La société civile se mobilise contre la déferlante obscurantiste

«Les Tunisiens se demandent qui sont ces gens qui se prennent pour des docteurs de la foi, qui multiplient les visites dans notre pays et qui tiennent des discours de fitna. Ils tiennent les Tunisiens pour des mécréants et appellent même à l’excision des filles, à la violence, à la discorde», a martelé Mme Menif. Et de préciser que ces appels, contraires aux droits de l’homme, n’ont pas à être proférés en Tunisie, «un pays de citoyenneté et de droits».

Jawher Mbarek, leader de la liste indépendante Doustourna, a constaté, de son côté, l’accumulation en un temps record d’un grand nombre de dépassements dans les mosquées, les universités, les hôpitaux. «Le ministre de l’Intérieur, lui-même, a affirmé que des terroristes liés à Al-Qaïda ont un plan pour fonder un émirat dans le pays. C’est très grave. C’est une menace pour la révolution. Nous condamnons tous ces prédicateurs, ces petits d’esprit qui perturbent notre paix», a-t-il lancé.

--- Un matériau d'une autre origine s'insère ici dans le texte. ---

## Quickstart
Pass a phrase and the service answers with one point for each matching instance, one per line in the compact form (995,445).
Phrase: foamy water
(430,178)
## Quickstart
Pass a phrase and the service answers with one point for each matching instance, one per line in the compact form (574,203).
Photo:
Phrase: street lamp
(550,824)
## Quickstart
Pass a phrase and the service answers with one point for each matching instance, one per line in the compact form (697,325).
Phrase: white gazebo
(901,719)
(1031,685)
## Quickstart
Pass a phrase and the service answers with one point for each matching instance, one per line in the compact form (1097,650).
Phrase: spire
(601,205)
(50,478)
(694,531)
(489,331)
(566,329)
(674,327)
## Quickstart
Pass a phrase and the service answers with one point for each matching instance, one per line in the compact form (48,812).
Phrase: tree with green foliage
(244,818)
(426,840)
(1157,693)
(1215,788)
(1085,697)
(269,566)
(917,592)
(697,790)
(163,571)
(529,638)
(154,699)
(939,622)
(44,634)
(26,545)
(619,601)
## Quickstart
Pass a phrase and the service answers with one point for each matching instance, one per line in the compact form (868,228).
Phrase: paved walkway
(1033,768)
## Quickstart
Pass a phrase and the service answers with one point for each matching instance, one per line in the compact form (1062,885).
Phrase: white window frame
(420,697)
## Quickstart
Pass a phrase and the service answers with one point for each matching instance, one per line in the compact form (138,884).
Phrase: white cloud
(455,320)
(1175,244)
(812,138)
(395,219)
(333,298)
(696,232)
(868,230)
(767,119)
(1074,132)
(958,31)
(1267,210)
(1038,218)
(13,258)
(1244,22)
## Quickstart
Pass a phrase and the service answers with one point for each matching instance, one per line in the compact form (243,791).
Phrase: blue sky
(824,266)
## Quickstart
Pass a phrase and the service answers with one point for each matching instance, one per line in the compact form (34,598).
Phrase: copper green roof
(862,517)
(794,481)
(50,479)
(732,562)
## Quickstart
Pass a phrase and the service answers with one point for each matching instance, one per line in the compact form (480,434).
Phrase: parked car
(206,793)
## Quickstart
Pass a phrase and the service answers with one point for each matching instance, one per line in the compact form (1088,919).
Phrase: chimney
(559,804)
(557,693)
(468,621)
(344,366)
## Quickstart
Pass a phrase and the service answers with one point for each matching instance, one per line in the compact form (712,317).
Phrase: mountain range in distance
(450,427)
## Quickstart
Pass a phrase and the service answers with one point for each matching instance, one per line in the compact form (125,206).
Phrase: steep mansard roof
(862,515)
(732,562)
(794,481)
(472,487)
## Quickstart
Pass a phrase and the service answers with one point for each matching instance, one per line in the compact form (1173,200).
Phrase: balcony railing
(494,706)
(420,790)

On écorche l’image de la Tunisie libre

Balkis Sakli, vice-présidente de la Ligue tunisienne des droits de l’homme (Ltdh), a déclaré que la Tunisie, accusée par certains d’importer des idées de l’Occident, est attachée la liberté et à l’égalité et opposée à la violence. «Là, on a franchi la ligne rouge. Nous ne permettons plus que nos enseignants soient menacés par des armes blanches dans les lycées, que des extrémistes appellent à la suspension des cours de dessin et de philosophie. Ces gens là, avec qui nous avons tenté de discuter à maintes reprises, refusent tout dialogue. Nous avons prévenu les responsables», a-t-elle affirmé. Et de rappeler que c’est grâce à la démocratie, aux élections et aux libertés retrouvées que ces personnes ont pu s’exprimer. «L’arme de la liberté, ils la retournent contre nous», a déploré la militante.

De son côté, la comédienne Raja Ben Ammar a dénoncé tout le monde : le prédicateur égyptien, les associations salafistes, les apprentis jihadistes et le gouvernement passif. «Ce gouvernement est incompétent», a-t-elle conclu.

Le juge Mokhtar Yahyaoui, lui aussi, a souligné, la responsabilité de la «troïka», la coalition au pouvoir formée d’Ennahdha, d’Ettakatol et du Cpr, qui ne réagit pas souvent pour mettre fin aux dépassements commis par les groupes salafistes. Sa position est partagée par plusieurs élus, qui ont accusé le gouvernement de fermer les yeux sciemment alors que les extrémistes sont en train d’étendre leurs tentacules dans les stries de la société. Au nom de la religion et profitant de la liberté d’expression.